Peter Schneider über AfD und Flüchtlinge: "Asyl darf kein Pauschalrecht sein"

Der Schriftsteller Peter Schneider spricht im Interview über Angela Merkels Flüchtlingspolitik, die AfD und die neue deutsche Debatten-Unkultur.

Der Schriftsteller und kritische Intellektuelle Peter Schneider, 75, lebt in Berlin. Zu seinen wichtigsten Werken gehören die Romane "Lenz", "Der Mauerspringer" und "Paarungen" sowie der Erinnerungsband "Die Lieben meiner Mutter". 2015 erschien sein Berlin-Buch "An der Schönheit kann's nicht liegen" (Kiepenheuer & Witsch).

Herr Schneider, eins der meistbenutzten Wörter in der Wahlnacht letzten Sonntag war „Schockstarre“. Wie geht es Ihnen mit dem zweistelligen Wahlerfolg der AfD?

Viele haben doch so einen Sieg vorausgesagt, mich hat er nicht überrascht, auch wenn ich nicht mit 24 Prozent in Sachsen-Anhalt gerechnet hatte. Was mich wunderte, waren die Schnelldeutungen etwa eines Jakob Augstein: Es handele sich um einen Wahlsieg Angela Merkels.
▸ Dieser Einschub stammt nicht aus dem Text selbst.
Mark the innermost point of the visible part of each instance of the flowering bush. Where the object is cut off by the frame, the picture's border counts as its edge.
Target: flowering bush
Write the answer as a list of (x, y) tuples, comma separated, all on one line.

Es gehört schon eine sehr selektive Wahrnehmung dazu, den Sieg der AfD zu ignorieren und den Erfolg von Winfried Kretschmann und Malu Dreyer auf deren Unterstützung von Merkels Flüchtlingspolitik zurückzuführen. Nein, bei dieser Wahl waren die Personen wichtiger als die Programme. Das Zweite: Die AfD konnte einen so hohen Sieg nur erringen, weil es in Sachen Flüchtlingspolitik außer der CSU keine Opposition gab, keine praktische Alternative zur „alternativlosen“ Kanzlerin. So entstand ein Vakuum für ein Protestpotenzial, auf dessen dauerhafte Zuneigung die AfD aber nicht zählen kann.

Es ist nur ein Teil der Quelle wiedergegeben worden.